Regionalization of Social Interactions and Points-of-Interest Location Prediction With Geosocial Data

Traditional methods for studying the activity dynamics of people and their social interactions in cities require time-consuming and resource-intensive observations and surveys. Dynamic online trails from geosocial networks (e.g. Twitter, Instagram, Flickr etc.) have been increasingly used as proxies for human activity, focusing on mobility behavior, spatial interaction, and social connectivity, among others. Social media records incorporate geo-tags, timestamps, textual components, user-profile attributes and points-of-interest (POI) features, which respectively address spatial, temporal, topical, demographic, and contextual dimensions of human activity. While the information contained in social media data is complex and high-dimensional, there is a lack of studies exploiting the combined potential of their information layers.

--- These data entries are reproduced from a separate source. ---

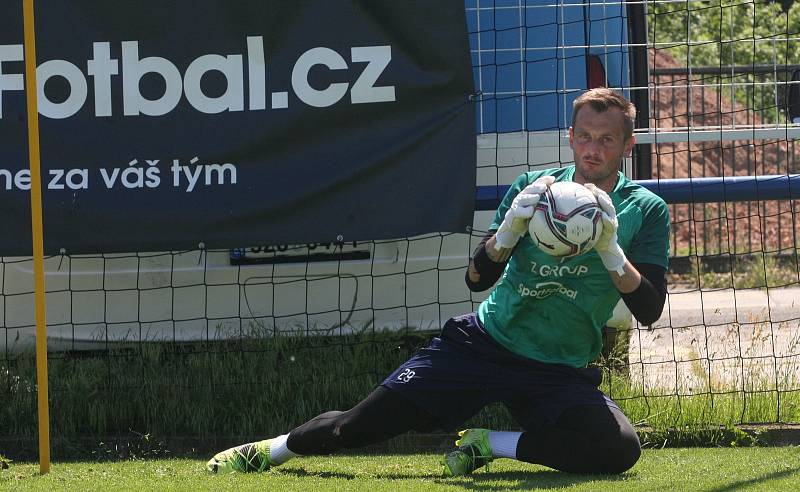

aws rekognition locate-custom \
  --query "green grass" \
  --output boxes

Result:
[667,252,800,290]
[2,448,800,491]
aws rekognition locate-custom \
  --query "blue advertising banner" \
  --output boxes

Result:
[0,1,475,254]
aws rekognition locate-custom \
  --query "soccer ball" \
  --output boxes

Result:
[528,181,603,258]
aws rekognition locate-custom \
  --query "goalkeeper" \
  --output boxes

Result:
[207,88,669,476]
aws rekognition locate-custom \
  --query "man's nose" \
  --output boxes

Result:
[584,138,602,154]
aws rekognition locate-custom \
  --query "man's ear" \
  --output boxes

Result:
[624,135,636,157]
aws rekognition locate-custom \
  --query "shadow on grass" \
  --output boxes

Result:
[278,466,633,489]
[704,466,800,492]
[436,470,632,491]
[277,466,443,480]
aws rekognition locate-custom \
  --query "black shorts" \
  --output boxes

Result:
[381,313,618,431]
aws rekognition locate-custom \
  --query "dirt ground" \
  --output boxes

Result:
[650,49,800,254]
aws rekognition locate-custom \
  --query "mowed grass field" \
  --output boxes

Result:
[2,448,800,491]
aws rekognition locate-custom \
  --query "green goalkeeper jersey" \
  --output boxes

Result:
[478,166,670,368]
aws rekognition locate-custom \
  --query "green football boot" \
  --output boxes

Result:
[206,439,273,473]
[442,428,494,476]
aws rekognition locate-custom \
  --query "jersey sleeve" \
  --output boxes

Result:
[628,195,671,269]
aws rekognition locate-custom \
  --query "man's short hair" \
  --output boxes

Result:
[571,88,636,138]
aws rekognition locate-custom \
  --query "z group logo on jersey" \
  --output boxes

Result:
[517,281,578,300]
[529,261,588,278]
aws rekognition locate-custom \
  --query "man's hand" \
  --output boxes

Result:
[585,183,627,275]
[493,176,556,251]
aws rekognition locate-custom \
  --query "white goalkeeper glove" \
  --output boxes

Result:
[584,183,627,275]
[493,176,556,251]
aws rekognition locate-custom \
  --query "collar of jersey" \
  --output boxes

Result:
[563,165,626,195]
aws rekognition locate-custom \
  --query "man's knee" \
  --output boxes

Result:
[589,409,641,474]
[553,404,641,474]
[597,432,641,474]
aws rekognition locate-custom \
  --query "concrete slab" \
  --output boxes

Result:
[628,287,800,393]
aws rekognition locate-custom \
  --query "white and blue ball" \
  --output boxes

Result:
[528,181,603,258]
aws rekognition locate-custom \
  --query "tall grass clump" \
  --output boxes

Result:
[0,325,433,456]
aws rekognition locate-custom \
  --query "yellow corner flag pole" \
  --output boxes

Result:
[22,0,51,474]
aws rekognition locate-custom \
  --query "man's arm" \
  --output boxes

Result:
[608,260,640,293]
[615,261,667,326]
[465,230,510,292]
[583,184,668,326]
[468,175,556,291]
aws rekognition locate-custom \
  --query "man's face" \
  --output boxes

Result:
[568,105,635,191]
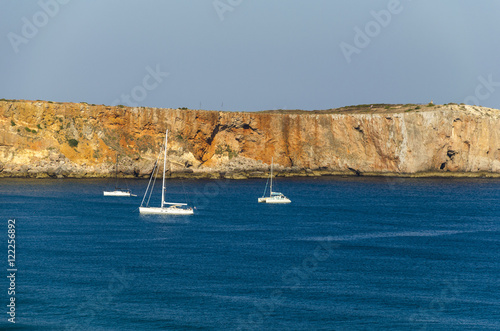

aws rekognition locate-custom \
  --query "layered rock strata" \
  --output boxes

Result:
[1,100,499,178]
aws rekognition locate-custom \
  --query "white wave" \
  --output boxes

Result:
[301,228,497,242]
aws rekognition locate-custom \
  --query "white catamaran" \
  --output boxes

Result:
[139,129,194,215]
[258,157,291,204]
[103,154,136,197]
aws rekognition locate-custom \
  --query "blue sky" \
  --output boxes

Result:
[1,0,499,111]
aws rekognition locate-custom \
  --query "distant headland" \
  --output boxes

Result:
[0,99,499,179]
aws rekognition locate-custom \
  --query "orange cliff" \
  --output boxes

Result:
[0,100,499,178]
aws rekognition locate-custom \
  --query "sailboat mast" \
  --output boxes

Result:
[115,153,118,189]
[270,157,273,194]
[161,130,168,209]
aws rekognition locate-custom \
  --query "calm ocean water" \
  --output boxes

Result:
[0,176,499,330]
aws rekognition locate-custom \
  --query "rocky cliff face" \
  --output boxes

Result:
[0,100,499,178]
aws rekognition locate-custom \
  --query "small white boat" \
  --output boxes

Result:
[103,154,136,197]
[258,157,291,204]
[139,129,194,215]
[104,189,136,197]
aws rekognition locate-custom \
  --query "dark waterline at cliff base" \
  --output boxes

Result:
[1,176,499,330]
[2,169,500,180]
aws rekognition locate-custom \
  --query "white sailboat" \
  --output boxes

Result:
[139,129,194,215]
[104,189,134,197]
[258,157,291,204]
[103,154,136,197]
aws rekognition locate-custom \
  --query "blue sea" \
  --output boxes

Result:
[1,176,499,330]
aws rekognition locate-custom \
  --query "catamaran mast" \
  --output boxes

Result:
[270,157,273,194]
[114,154,118,189]
[161,130,168,209]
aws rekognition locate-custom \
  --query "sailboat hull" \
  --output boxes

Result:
[104,190,135,197]
[258,197,291,204]
[139,206,194,215]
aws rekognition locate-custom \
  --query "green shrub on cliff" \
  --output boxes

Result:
[23,127,37,134]
[11,120,15,126]
[228,150,238,159]
[215,144,225,155]
[68,139,79,147]
[215,144,238,159]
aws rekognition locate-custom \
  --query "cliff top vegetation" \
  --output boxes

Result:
[0,99,472,115]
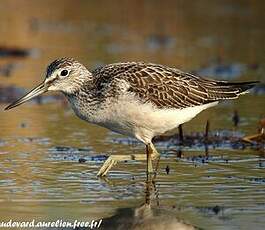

This article introduces a framework that considers multiple dimensions (i.e. spatial, temporal, topical, and demographic) of information from social media data, and combines Geo-Self-Organizing Maps (GeoSOMs) in conjunction with contiguity-constrained hierarchical clustering, to identify homogeneous regions of social interaction in cities and, subsequently, estimate appropriate locations for new POIs. Drawing on the discovered regions, we build a Factorization Machine-based model to estimate appropriate locations for new POIs in different urban contexts. Using geo-referenced Twitter records and Foursquare data from Amsterdam, Boston, and Jakarta, we evaluate the potential of machine learning techniques in discovering knowledge about the geography of social dynamics from unstructured and high-dimensional social web data. Moreover, we demonstrate that the discovered homogeneous regions are significant predictors of new POI locations.